The Luxe is a contemporary boutique hotel, but the aesthetic is far from minimalist. With shiny metallic design accents, deep purple satin, sculptural white chaises longues and ceilings studded with tiny lights resembling stars in the night sky, the look is more extravagant than understated. The bold design is especially noteworthy considering the simple building the hotel is located inside — an old waterfront factory. The converted spaces aren’t lofty and atmospheric, as you might expect: guest rooms are on the boxy side, but smartly designed with painted wood furnishings, striped rugs, spacious bathrooms, flat-screen TVs. All but the most basic rooms feature views of the water; Superior rooms have private sea-view balconies.
The way Dubrovnik has exploded onto the international travel scene, you might expect to see a massive amount of brand-new development. More cheering is the sight of some characterful old faces getting a bit of a makeover — old faces like the Hotel Villa Dubrovnik, long a fixture on the Croatian seaside, surveying the old city and the waters of the Adriatic from its late-modernist cliffside perch, in what's possibly Dubrovnik’s prime location.
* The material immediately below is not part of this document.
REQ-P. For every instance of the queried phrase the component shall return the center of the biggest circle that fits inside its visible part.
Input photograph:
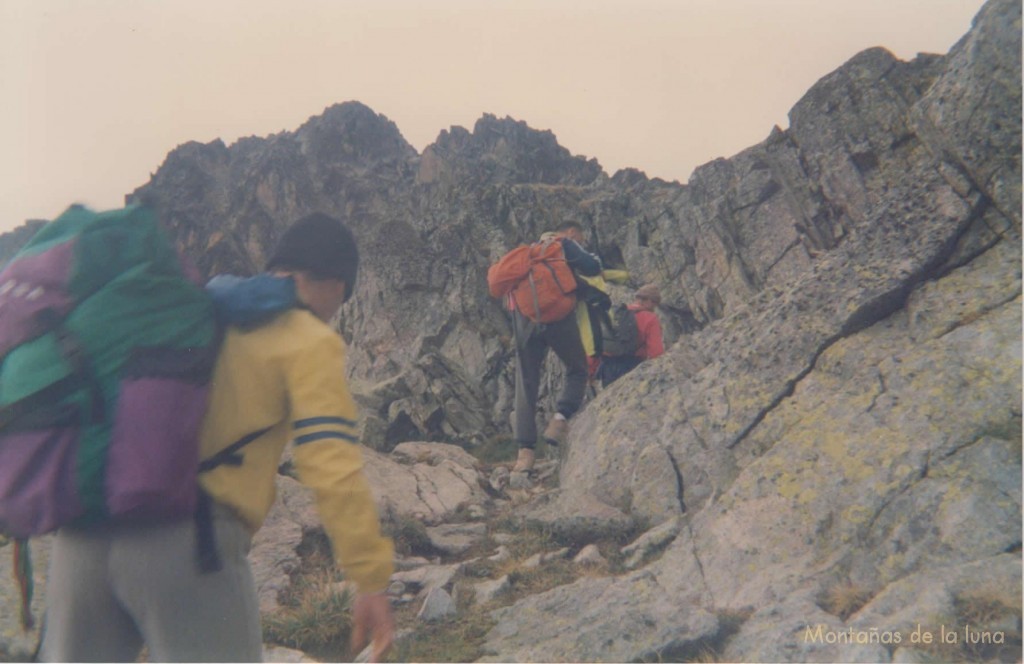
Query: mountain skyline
(97, 95)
After an extensive renovation it’s still got plenty of personality — there’s no chance you’ll mistake it for some faceless new build. Still intact too is the Villa Dubrovnik’s notoriously mellow atmosphere. What’s improved is almost entirely a matter of the physical facilities, including the addition of an indoor-outdoor swimming pool, and the rooms are looking crisper and sharper than ever, their slightly retro earth-toned look subtly updated for a new century. Add a private jacuzzi out on the terrace in each of the suites and executive rooms, and it’s not exactly a hard sell.